The Rifles have just been out in Afghanistan. What made their tour successful was training together. The people in the Rifles joined together, commissioned together and went through the battle camps together. They were there together. I was interested to hear the Secretary of State say that the programme would be put back as quickly as possible, but we have troops training all the time to go. Even specialists in the Territorial Army train as formed units, and they go as formed units.

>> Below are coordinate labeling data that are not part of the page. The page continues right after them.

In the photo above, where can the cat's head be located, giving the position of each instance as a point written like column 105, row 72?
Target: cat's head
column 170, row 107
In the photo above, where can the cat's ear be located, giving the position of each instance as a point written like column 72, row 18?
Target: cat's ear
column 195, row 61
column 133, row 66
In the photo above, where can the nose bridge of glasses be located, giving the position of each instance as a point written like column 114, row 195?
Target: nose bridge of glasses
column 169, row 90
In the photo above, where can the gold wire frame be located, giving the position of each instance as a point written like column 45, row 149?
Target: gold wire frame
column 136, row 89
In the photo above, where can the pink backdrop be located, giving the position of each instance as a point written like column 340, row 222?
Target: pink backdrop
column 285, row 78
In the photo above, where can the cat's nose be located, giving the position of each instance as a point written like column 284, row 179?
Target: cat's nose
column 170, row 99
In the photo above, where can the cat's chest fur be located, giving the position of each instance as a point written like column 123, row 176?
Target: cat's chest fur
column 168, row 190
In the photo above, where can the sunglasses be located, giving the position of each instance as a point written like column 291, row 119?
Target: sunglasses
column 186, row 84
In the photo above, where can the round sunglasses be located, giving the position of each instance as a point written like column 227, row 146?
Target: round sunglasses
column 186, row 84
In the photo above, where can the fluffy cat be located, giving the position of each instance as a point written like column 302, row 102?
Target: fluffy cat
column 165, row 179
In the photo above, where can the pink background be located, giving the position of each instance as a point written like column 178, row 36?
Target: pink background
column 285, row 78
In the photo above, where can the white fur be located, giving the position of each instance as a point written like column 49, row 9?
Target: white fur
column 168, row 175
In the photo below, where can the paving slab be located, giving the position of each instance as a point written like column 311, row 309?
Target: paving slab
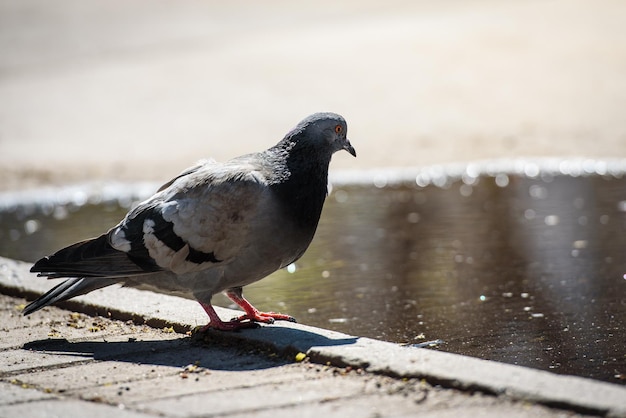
column 154, row 371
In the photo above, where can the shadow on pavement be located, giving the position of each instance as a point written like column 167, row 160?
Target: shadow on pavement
column 213, row 350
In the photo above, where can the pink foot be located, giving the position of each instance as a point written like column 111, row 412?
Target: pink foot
column 253, row 314
column 216, row 323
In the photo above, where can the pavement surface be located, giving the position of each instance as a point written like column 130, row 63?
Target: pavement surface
column 97, row 90
column 132, row 353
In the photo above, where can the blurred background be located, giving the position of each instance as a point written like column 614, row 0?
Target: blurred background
column 139, row 90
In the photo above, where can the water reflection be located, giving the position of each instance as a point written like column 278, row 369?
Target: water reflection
column 522, row 269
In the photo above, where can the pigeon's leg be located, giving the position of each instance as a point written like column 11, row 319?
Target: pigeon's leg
column 216, row 323
column 252, row 313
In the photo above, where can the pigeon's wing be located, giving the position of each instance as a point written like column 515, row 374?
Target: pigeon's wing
column 201, row 219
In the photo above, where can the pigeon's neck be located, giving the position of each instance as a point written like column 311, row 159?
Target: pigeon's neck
column 304, row 187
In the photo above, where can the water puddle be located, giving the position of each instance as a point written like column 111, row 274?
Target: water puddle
column 526, row 267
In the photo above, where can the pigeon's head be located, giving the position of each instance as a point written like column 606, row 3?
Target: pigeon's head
column 325, row 131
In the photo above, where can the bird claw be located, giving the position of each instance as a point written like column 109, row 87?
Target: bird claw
column 264, row 317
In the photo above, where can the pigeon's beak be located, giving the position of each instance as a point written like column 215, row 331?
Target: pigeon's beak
column 348, row 147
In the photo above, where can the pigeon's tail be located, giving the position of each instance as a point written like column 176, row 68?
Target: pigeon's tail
column 90, row 258
column 92, row 264
column 66, row 290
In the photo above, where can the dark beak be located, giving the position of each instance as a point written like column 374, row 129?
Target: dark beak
column 348, row 147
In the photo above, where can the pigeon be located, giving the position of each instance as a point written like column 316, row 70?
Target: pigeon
column 216, row 227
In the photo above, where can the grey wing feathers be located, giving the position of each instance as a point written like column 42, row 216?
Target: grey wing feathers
column 91, row 258
column 66, row 290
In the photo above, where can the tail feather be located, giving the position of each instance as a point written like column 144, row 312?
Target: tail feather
column 90, row 258
column 91, row 264
column 67, row 290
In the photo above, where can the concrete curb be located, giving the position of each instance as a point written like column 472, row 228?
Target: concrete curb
column 322, row 346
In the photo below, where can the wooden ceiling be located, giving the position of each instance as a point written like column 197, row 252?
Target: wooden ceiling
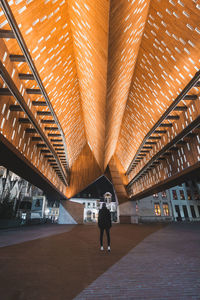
column 111, row 68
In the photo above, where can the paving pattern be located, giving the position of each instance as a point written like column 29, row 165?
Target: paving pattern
column 165, row 265
column 14, row 236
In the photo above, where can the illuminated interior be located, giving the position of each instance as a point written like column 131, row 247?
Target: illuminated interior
column 88, row 86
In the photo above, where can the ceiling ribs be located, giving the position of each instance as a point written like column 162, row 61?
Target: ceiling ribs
column 26, row 57
column 173, row 107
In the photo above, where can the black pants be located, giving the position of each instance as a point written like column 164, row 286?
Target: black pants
column 107, row 233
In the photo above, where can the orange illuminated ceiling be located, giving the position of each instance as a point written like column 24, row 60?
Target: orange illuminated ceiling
column 110, row 68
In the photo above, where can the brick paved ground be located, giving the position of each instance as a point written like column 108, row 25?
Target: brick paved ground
column 18, row 235
column 166, row 265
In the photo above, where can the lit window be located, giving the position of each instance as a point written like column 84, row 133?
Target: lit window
column 196, row 195
column 182, row 195
column 174, row 194
column 189, row 194
column 155, row 195
column 166, row 209
column 157, row 209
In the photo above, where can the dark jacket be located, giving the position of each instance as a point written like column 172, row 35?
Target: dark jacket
column 104, row 219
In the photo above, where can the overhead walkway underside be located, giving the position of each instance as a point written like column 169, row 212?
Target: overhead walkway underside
column 90, row 84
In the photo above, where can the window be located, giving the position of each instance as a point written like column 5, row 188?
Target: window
column 199, row 209
column 185, row 212
column 193, row 211
column 196, row 195
column 174, row 195
column 166, row 209
column 157, row 209
column 182, row 196
column 189, row 194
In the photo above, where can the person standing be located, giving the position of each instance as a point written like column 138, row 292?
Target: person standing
column 104, row 223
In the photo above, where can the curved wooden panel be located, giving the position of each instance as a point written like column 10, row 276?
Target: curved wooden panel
column 167, row 60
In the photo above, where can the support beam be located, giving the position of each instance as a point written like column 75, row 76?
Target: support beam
column 51, row 128
column 5, row 92
column 43, row 113
column 180, row 108
column 17, row 95
column 27, row 57
column 30, row 130
column 54, row 134
column 17, row 58
column 33, row 92
column 6, row 34
column 15, row 108
column 154, row 138
column 39, row 103
column 56, row 140
column 24, row 120
column 166, row 125
column 23, row 76
column 190, row 97
column 48, row 121
column 164, row 151
column 36, row 138
column 173, row 118
column 172, row 107
column 160, row 131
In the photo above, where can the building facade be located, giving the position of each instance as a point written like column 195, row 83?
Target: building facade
column 92, row 206
column 179, row 203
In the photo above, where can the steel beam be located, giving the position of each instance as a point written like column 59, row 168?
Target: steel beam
column 23, row 76
column 6, row 34
column 166, row 148
column 17, row 95
column 172, row 107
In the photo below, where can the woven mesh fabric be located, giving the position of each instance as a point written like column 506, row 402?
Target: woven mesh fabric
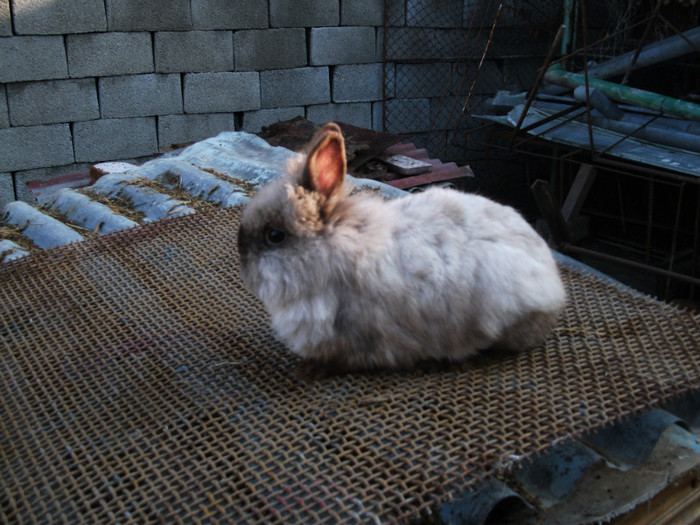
column 140, row 382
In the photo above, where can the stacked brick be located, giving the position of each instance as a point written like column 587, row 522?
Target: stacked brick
column 84, row 81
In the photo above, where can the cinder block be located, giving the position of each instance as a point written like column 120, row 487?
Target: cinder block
column 52, row 101
column 295, row 87
column 25, row 58
column 221, row 14
column 5, row 23
column 222, row 92
column 193, row 51
column 180, row 129
column 28, row 147
column 254, row 121
column 362, row 13
column 137, row 15
column 432, row 79
column 342, row 45
column 4, row 116
column 357, row 83
column 7, row 189
column 434, row 13
column 358, row 114
column 304, row 13
column 407, row 115
column 114, row 139
column 38, row 17
column 270, row 49
column 140, row 95
column 105, row 54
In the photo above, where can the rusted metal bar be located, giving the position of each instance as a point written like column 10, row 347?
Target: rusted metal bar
column 538, row 81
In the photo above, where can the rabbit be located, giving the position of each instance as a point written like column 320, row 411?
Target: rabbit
column 355, row 281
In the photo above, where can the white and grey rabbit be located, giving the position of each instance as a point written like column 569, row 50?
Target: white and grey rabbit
column 356, row 281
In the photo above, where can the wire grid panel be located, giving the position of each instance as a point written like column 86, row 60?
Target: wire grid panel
column 140, row 382
column 442, row 58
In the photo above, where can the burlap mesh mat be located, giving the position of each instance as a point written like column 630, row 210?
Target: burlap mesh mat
column 140, row 382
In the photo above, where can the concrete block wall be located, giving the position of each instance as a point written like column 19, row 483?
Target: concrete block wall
column 85, row 81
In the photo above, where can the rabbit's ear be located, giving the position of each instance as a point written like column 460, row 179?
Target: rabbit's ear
column 326, row 163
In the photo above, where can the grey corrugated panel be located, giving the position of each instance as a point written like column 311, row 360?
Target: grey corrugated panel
column 42, row 230
column 177, row 174
column 239, row 155
column 85, row 212
column 571, row 483
column 11, row 250
column 153, row 204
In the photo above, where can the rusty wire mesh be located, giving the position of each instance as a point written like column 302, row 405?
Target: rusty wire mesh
column 140, row 382
column 442, row 60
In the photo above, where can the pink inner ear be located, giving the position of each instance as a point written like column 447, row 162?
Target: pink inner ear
column 327, row 166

If we send a trooper out-I will give the Minister an example in a second-without knowing that unit or the blokes behind it, we will have problems. I have experience of that from 1990, when my regiment was in Germany, mech training-in other words, in armoured cars. The Gulf war came along, and the 3rd Battalion the Fusiliers was told that it was being deployed, but it did not have the men. We were in Aachen, where we were rung up and asked, "Could you supply a company of troops immediately?" The colonel came and said, "I need roughly 150 men to go to Iraq." We were only on a two-week camp. The blokes put their hands up almost to a man to go with the battalion-and the Minister will remember that that battalion had a friendly fire incident in the Gulf war.

Those men did not shirk; they went out. The reason why the colonel could do that was that the men in that unit knew each other. They could join the battalion because they knew what they would have to do. The company commanders who were there at the time said that they were superb. In fact, Lord Bramall recently quoted an officer who said at the time, "Thank goodness for the Territorial Army." We make the difference when the difference is required.

However, it goes beyond that. When we go to remembrance parades and see the lords lieutenant doing their thing, or when we see events in our constituencies-we all have the same thing-who is augmenting the regulars? It is the Territorials on parade, because we do not have the resources. Not only are the Territorials the public face of the military a lot of the time, because the troops are away doing other things, but they are the face of recruiting. Let us be honest: the reason why we are recruiting at the moment is the recession. That happened in the '90s, too, when recruiting went up. People will join because they cannot get jobs elsewhere, but that will not last.

Mr. Brazier: Will my hon. Friend give way?

Mr. Liddell-Grainger: Of course I will give way to the Parachute Regiment.

Mr. Brazier: I am listening to my hon. Friend's excellent speech. On a longer-term issue, his vital point about formed units appears, to put it mildly, pretty thin in the Cottam review. Although there is much in the review, about properly resourced individual training and so on, that we as a party welcome, if it is the blueprint for the future, would he join me in urging the Government and those on our Front Bench to look hard at getting the idea of formed units more firmly written into the Cottam review?